To the best of our knowledge, our work is the first to use the tobit model as a loss function for training neural networks in an end-to-end manner using gradient backpropagation. This may be because the tobit model is traditionally viewed as a linear model and is not usually associated with deep learning; it may also be because training a network using a tobit likelihood function without employing the truncation techniques that we will discuss in the following sections is likely to output extreme values, giving poor results. Furthermore, the data need a particular type of preprocessing, which increases the complexity of this implementation. We will discuss all these aspects in Sect. 4. We introduce further innovations by experimenting with additional variations to handle the standard deviation \(\sigma\) and by using the reparametrized tobit likelihood from [12]. The truncated censoring that was briefly mentioned in the introductory section is another important innovation in terms of training neural networks with the tobit likelihood.
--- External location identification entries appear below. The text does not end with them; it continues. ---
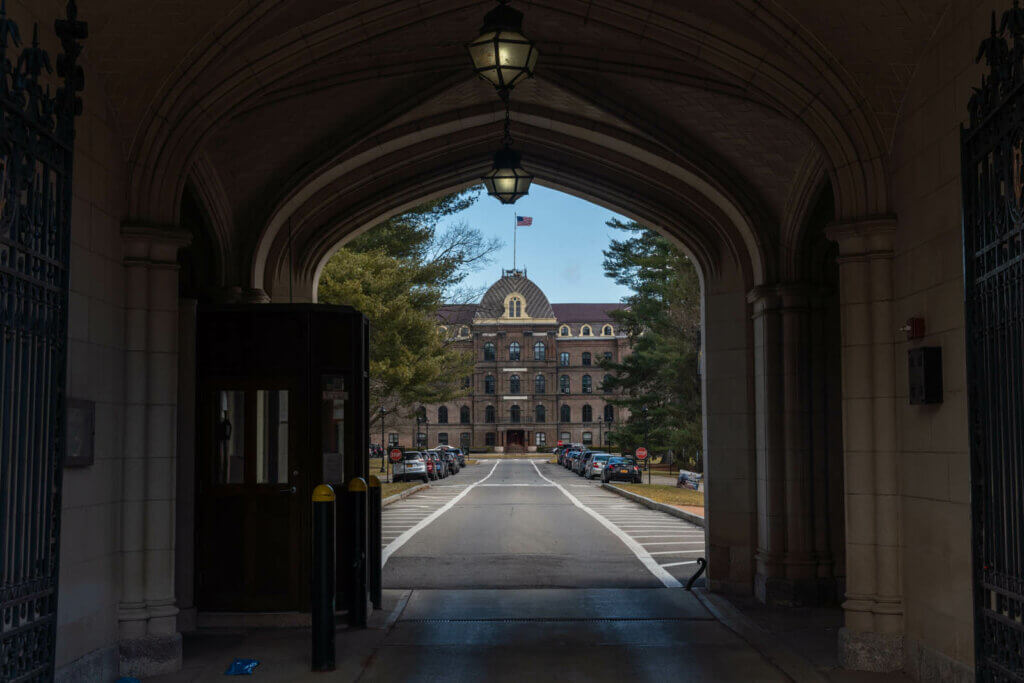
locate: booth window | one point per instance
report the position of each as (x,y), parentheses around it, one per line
(271,436)
(230,437)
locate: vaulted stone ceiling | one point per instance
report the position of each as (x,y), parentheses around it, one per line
(269,93)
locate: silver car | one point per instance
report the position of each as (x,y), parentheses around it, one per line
(595,465)
(412,466)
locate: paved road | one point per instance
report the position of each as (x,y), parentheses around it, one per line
(525,523)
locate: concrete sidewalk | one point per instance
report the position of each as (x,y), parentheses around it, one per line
(504,635)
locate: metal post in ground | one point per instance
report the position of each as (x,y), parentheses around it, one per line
(323,579)
(375,517)
(355,499)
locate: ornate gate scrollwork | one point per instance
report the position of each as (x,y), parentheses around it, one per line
(992,158)
(37,136)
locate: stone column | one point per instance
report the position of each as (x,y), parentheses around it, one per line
(792,566)
(872,637)
(147,613)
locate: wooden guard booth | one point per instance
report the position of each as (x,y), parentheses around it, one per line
(281,408)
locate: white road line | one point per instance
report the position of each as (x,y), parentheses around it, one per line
(676,552)
(638,550)
(406,536)
(672,543)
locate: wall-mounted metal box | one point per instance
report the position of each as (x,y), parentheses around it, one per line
(925,370)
2.3 Gradient tree-boosted tobit model

Grabit is a decision tree-based learner that leverages the tobit likelihood as a loss function in a gradient boosting algorithm. Grabit is used for a binary classification problem [3]. To alleviate class imbalance and data scarcity problems for the rare class, the authors leveraged an auxiliary variable that was correlated with the classification task [3]. The classification offers a rigid view that does not take into consideration the fact that there may be samples near the decision boundary that are similar; on the other hand, regressing a continuous auxiliary variable is a better method of modeling these cases [3]. We note that the first type of tobit likelihood loss was used in [3]; nevertheless, for the cases in which the decision function and the auxiliary variable are different and less correlated, in theory, the tobit type two likelihood would be more appropriate, as described in [2].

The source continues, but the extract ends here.